Far-Field-Based Nonlinear Optimization of Millimeter-Wave Active Antenna for 5G Services

Abstract

This paper presents the design and characterization of millimeter-wave (28/38 GHz), circularly polarized (CP) active antennas, suitable for future 5G services. By augmenting the modeling capabilities of commercially available nonlinear CAD tools, the active antenna design can simultaneously optimize figures of merits for both radiation and nonlinear (NL) performance. The radiating part is computed and optimized layoutwise by means of an artificial neural network (ANN), suitably trained off-line.

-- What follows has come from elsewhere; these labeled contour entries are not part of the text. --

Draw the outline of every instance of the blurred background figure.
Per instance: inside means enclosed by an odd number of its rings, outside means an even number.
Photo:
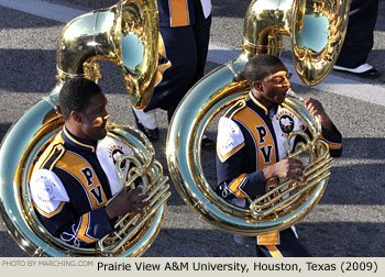
[[[366,63],[373,47],[378,0],[351,0],[349,25],[336,70],[375,79],[381,73]]]
[[[211,0],[157,0],[157,8],[163,77],[144,111],[133,109],[138,128],[153,142],[158,140],[155,109],[166,110],[169,122],[182,98],[204,76],[211,26]],[[202,147],[215,147],[215,142],[204,137]]]

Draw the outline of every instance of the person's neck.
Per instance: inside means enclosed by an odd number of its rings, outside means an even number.
[[[88,145],[95,146],[98,143],[97,141],[89,141],[89,140],[82,138],[81,135],[79,134],[79,132],[77,132],[77,130],[68,123],[65,124],[65,129],[76,141],[78,141],[82,144],[88,144]]]
[[[267,110],[272,109],[274,103],[266,100],[265,98],[261,97],[258,93],[255,93],[254,91],[252,91],[253,97],[255,98],[255,100],[257,100],[263,107],[265,107]]]

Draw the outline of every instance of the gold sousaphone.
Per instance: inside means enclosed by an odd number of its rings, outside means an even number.
[[[301,135],[307,142],[289,153],[307,155],[305,180],[287,180],[250,200],[248,208],[231,204],[216,193],[201,166],[200,141],[213,117],[249,92],[243,75],[246,62],[262,53],[279,56],[283,35],[292,38],[294,66],[300,79],[310,86],[321,82],[342,47],[348,13],[348,0],[252,1],[241,54],[199,80],[178,106],[167,135],[169,173],[185,202],[213,226],[242,235],[280,231],[302,219],[320,200],[330,175],[328,145],[319,138],[319,122],[297,98],[286,98],[284,106],[311,134],[290,134]]]
[[[31,204],[29,180],[34,163],[47,142],[63,128],[58,92],[75,77],[98,81],[98,60],[121,66],[129,99],[144,108],[152,96],[157,66],[157,8],[155,0],[119,1],[86,13],[63,30],[57,45],[57,84],[8,132],[0,151],[0,214],[9,234],[31,256],[140,256],[155,240],[169,197],[167,178],[154,159],[154,148],[139,131],[109,123],[108,135],[128,145],[134,155],[118,159],[117,173],[125,187],[140,178],[148,195],[148,208],[141,215],[127,214],[116,231],[84,248],[54,237],[38,222]],[[129,159],[135,166],[128,180],[119,170]],[[129,188],[128,188],[129,189]]]

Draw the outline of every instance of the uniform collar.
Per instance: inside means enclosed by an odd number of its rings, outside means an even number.
[[[265,115],[267,117],[273,117],[277,110],[278,110],[278,104],[273,104],[272,108],[267,109],[265,106],[263,106],[258,99],[255,98],[255,96],[250,91],[248,96],[248,100],[251,100],[254,104],[256,104],[260,109],[263,110]]]
[[[62,137],[66,143],[68,143],[69,145],[72,145],[76,148],[79,148],[81,151],[88,151],[88,152],[92,152],[92,153],[96,151],[97,142],[95,142],[95,144],[82,143],[82,142],[80,142],[79,138],[77,138],[75,135],[73,135],[66,129],[66,126],[63,128]]]

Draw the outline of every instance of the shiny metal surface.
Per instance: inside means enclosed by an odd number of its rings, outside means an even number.
[[[289,188],[289,193],[296,191],[296,197],[285,196],[286,200],[283,198],[273,200],[285,204],[280,208],[277,206],[276,209],[272,209],[272,206],[264,203],[265,199],[271,201],[270,195],[251,202],[248,209],[228,203],[219,197],[212,189],[215,186],[211,186],[205,177],[200,160],[200,141],[212,118],[249,92],[249,85],[243,76],[248,60],[263,53],[279,56],[282,35],[292,36],[295,66],[302,81],[306,85],[322,81],[342,46],[348,11],[348,0],[252,1],[244,21],[241,54],[200,79],[179,103],[167,134],[168,169],[180,197],[208,223],[230,233],[265,234],[293,225],[319,201],[330,168],[327,145],[319,140],[320,126],[317,120],[314,120],[296,101],[287,98],[285,106],[302,119],[312,134],[310,143],[302,147],[302,151],[310,153],[308,159],[311,163],[306,175],[308,180],[304,184],[293,181],[285,184],[285,187]],[[316,19],[308,20],[312,16]],[[314,41],[312,32],[326,29],[328,35],[320,35]],[[334,54],[327,55],[329,52]],[[298,149],[293,155],[299,155],[302,151]],[[317,170],[321,170],[322,174],[315,174]]]
[[[53,237],[38,222],[29,193],[34,160],[63,126],[58,93],[68,78],[100,78],[98,60],[121,66],[130,101],[136,108],[148,103],[157,66],[157,9],[155,1],[119,1],[108,9],[86,13],[63,30],[57,45],[57,84],[7,133],[0,148],[0,215],[9,234],[31,256],[140,256],[160,231],[166,200],[167,178],[154,159],[154,148],[139,131],[108,125],[109,135],[134,153],[130,160],[131,187],[143,180],[150,207],[141,217],[128,214],[116,232],[96,248],[80,248]],[[129,157],[124,157],[129,158]]]
[[[127,0],[70,21],[57,44],[57,78],[101,77],[98,60],[123,70],[133,107],[144,109],[152,97],[157,67],[156,1]]]
[[[279,56],[282,36],[292,40],[293,60],[304,84],[320,84],[332,69],[348,27],[346,0],[254,0],[250,3],[242,47],[250,55]]]

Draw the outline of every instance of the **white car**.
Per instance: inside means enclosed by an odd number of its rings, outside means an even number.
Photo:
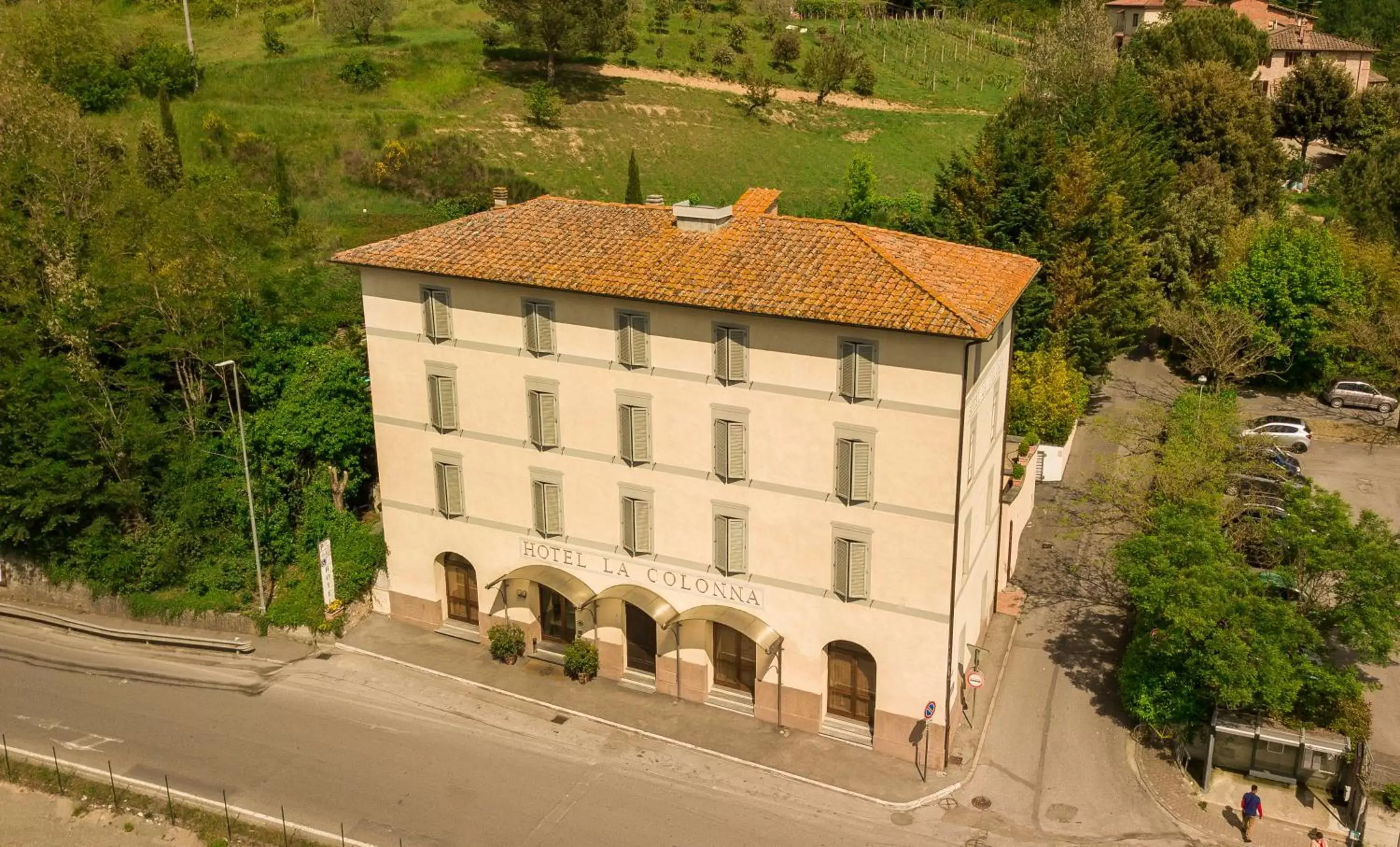
[[[1312,428],[1308,426],[1308,421],[1285,414],[1266,414],[1250,424],[1240,435],[1270,438],[1278,447],[1291,449],[1295,454],[1308,452],[1308,448],[1312,447]]]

For the NL design purpose, the harmonic neural network (HNN) of the antenna is subsequently implemented as a standard circuit component, to include the antenna behavior at all the harmonics of its NL regime. This allows avoiding time-consuming electromagnetic (EM)-simulations in the harmonic balance optimization loop. In this way, a well-defined interface between the antenna and the amplifier can be avoided. To demonstrate the effectiveness of the design approach, one active integrated antenna (AIA), consisting of a class AB amplifier feeding a CP patch at 38 GHz, has been fabricated with the standard 0.1- $\mu \text{m}$ AlGaAs-InGaAs pHEMT technology and extensively measured with respect to both the electrical and radiation performances. To reduce fabrication costs, hybrid integration of the antenna and amplifier connection is used, and the antenna is incorporated into the main PCB.